Dans un message vidéo adressé aux participants à la présentation de l’oeuvre intégrale du prêtre (Editions Mondadori) organisée à la Foire de Milan, le pape souligne que malgré son « franc-parler » qui parfois pouvait sembler « trop rugueux » et ses « étincelles » et « incompréhensions » avec les structures ecclésiastiques et civiles, le père Milani avait « une seule préoccupation » : « que ses enfants grandissent avec une pensée ouverte et avec le cœur accueillant et plein de compassion, prêts à se pencher sur les plus faibles et à secourir ceux qui sont dans le besoin ».
« Son inquiétude, assure le pape François, n’était pas le fruit d’une rébellion mais d’un amour et d’une tendresse pour ses enfants (…), alimentée par l’amour pour le Christ, pour l’Évangile, pour l’Église, pour la société et pour l’école qu’il pensait plus comme ‘un hôpital de campagne’ pour secourir les blessés, pour récupérer les marginaux et les délaissés ».
AK
Message vidéo du pape François
« Je ne me rebelle jamais contre l’Église parce que plusieurs fois par semaine j’ai besoin du pardon de mes péchés, et je ne saurais pas vers qui aller le chercher si j’avais laissé tomber l’Église ». C’est ce qu’écrivait don Lorenzo Milani, prieur de Barbiana, le 10 octobre 1958. Je voudrais proposer cet acte d’abandon à la Miséricorde de Dieu et à la maternité de l’Église comme prospective permettant de voir la vie, les œuvres et le sacerdoce de don Lorenzo Milani.
Nous avons tous lu bien des œuvres de ce prêtre toscan, mort il y a tout juste 44 ans et on se rappelle avec une affection particulière sa « lettre à un professeur », écrite conjointement avec ses enfants de l’école de Barbiana, où il a été curé.
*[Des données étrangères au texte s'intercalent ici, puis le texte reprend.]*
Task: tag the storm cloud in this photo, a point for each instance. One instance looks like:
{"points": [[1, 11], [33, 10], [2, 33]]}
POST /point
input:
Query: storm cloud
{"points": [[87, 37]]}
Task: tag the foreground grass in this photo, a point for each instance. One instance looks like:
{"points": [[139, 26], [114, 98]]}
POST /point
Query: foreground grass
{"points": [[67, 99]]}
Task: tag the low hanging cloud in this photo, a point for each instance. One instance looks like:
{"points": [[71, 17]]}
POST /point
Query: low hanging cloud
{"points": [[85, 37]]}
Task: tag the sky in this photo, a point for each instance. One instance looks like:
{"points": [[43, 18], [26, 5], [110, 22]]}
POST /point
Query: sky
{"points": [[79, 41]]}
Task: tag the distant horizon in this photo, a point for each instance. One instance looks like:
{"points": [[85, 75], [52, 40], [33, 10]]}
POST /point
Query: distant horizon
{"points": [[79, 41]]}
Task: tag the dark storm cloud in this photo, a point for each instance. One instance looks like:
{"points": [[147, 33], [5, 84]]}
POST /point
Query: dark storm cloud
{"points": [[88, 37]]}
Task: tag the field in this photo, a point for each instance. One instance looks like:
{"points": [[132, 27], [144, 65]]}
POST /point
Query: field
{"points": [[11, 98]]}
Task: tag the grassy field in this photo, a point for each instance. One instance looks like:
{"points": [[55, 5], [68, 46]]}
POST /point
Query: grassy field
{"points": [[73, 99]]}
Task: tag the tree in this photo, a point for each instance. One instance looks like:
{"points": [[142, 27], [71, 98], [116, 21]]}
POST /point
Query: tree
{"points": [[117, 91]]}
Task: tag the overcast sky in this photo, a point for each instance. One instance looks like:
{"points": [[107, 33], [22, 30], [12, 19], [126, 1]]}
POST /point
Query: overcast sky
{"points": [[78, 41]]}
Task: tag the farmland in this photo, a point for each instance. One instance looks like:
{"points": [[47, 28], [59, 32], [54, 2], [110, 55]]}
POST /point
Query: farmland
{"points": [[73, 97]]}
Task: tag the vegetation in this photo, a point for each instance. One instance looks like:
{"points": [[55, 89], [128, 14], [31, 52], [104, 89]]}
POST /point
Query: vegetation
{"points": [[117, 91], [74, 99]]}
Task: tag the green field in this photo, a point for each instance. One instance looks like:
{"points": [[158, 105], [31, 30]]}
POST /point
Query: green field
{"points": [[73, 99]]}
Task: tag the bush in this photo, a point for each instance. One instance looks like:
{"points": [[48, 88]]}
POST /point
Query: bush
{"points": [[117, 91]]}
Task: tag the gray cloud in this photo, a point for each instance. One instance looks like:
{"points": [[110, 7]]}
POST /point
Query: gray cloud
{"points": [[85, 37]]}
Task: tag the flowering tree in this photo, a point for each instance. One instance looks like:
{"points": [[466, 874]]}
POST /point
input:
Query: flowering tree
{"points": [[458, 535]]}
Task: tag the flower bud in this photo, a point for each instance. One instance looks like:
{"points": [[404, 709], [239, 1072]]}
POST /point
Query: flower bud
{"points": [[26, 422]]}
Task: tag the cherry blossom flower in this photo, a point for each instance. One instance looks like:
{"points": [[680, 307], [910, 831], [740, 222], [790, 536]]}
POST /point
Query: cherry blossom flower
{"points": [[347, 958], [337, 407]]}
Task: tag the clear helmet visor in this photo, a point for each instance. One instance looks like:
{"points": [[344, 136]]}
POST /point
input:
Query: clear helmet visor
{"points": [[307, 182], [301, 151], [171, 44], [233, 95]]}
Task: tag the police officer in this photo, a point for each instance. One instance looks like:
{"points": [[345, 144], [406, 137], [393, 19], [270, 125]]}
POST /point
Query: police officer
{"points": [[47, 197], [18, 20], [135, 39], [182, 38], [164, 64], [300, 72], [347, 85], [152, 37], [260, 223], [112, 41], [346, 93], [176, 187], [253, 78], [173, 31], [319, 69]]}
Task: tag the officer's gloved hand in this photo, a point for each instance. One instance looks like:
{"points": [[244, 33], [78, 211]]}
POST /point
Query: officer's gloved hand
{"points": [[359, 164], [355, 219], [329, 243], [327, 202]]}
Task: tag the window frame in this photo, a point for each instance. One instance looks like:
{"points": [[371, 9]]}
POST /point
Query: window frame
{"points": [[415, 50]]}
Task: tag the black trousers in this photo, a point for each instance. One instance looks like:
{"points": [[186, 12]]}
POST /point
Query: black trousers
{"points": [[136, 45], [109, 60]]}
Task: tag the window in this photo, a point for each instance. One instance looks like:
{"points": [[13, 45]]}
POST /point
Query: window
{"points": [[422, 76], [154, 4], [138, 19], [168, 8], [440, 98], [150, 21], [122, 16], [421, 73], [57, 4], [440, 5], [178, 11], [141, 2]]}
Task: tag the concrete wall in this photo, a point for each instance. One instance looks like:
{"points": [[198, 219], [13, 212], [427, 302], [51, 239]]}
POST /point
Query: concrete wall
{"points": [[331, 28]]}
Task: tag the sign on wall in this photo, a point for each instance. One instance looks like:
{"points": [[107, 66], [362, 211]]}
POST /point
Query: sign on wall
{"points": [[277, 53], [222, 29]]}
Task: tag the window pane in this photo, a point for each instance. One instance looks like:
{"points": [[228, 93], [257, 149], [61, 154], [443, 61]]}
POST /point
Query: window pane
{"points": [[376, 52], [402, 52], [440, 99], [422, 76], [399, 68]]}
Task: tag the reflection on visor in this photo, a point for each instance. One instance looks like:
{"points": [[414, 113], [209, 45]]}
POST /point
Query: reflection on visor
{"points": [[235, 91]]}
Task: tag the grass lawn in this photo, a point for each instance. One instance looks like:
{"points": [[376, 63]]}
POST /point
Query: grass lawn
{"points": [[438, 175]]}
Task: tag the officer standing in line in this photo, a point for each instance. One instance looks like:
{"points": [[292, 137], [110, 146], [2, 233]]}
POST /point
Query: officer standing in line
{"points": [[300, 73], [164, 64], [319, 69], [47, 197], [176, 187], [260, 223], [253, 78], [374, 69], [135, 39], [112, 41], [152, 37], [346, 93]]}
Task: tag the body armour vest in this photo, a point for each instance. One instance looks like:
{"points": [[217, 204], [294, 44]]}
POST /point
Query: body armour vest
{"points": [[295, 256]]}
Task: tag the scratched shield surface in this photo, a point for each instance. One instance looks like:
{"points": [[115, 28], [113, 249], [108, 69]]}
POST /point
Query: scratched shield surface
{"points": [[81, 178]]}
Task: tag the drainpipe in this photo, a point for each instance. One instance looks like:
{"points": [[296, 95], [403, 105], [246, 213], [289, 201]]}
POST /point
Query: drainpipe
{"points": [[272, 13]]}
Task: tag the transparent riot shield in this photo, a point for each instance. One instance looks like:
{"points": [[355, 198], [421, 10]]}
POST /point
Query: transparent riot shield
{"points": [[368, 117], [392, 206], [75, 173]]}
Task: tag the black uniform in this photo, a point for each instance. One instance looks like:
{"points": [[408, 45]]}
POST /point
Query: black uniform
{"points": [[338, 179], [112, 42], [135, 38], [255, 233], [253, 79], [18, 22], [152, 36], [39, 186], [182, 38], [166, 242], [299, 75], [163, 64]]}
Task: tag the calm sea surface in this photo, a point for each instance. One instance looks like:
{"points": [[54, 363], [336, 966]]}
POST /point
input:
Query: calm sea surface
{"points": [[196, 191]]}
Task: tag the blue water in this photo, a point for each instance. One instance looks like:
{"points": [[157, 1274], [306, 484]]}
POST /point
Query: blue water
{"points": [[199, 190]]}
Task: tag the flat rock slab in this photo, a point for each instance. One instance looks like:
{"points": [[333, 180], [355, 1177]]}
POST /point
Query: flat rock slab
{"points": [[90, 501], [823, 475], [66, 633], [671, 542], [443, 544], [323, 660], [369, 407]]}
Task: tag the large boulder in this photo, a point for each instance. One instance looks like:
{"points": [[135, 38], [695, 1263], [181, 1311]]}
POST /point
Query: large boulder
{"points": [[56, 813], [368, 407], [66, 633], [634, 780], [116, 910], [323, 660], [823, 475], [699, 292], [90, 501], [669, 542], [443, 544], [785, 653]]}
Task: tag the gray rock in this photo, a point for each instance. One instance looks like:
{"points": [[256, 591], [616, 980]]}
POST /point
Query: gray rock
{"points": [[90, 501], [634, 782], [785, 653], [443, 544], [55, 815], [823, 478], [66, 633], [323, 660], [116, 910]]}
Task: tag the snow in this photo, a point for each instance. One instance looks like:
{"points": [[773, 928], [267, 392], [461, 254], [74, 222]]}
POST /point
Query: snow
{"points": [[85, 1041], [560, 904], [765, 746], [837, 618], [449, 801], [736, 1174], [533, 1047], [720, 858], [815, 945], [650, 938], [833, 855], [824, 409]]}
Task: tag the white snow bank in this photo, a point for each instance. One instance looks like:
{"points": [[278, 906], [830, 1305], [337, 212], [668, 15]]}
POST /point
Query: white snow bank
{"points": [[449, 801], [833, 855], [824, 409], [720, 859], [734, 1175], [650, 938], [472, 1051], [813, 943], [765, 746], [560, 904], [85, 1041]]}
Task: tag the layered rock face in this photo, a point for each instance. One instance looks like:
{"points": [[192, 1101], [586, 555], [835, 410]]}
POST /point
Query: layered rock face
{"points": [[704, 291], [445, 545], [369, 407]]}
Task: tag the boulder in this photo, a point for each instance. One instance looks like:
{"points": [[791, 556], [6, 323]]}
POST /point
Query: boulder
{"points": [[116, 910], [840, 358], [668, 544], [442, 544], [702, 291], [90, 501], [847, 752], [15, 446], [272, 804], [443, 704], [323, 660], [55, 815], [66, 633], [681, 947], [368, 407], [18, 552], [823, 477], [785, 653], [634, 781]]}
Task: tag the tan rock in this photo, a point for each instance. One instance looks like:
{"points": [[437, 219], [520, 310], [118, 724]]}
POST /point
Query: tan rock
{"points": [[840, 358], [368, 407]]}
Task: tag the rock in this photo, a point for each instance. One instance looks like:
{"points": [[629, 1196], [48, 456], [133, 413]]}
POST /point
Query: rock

En tant qu’éducateur et enseignant il a sans aucun doute eu un parcours original, parfois, peut-être, trop pointu et, par conséquent, difficile à comprendre et à accueillir de prime abord.
Son éducation familiale, venant de parents non croyants et anticléricaux, l’avait habitué à une dialectique intellectuelle et à un franc-parler qui parfois pouvaient sembler trop rugueux, quand ce n’était pas qualifié de rébellion. Il maintint cette caractéristique, acquise en famille, même après sa conversion qui advint en 1943 et dans l’exercice de son ministère sacerdotal. On comprend que cela ait créé quelques résistances et quelques étincelles, comme des incompréhensions avec les structures ecclésiastiques et civiles, en raison de ses propositions éducatives, de sa prédilection pour les pauvres et de sa défense des objections de conscience.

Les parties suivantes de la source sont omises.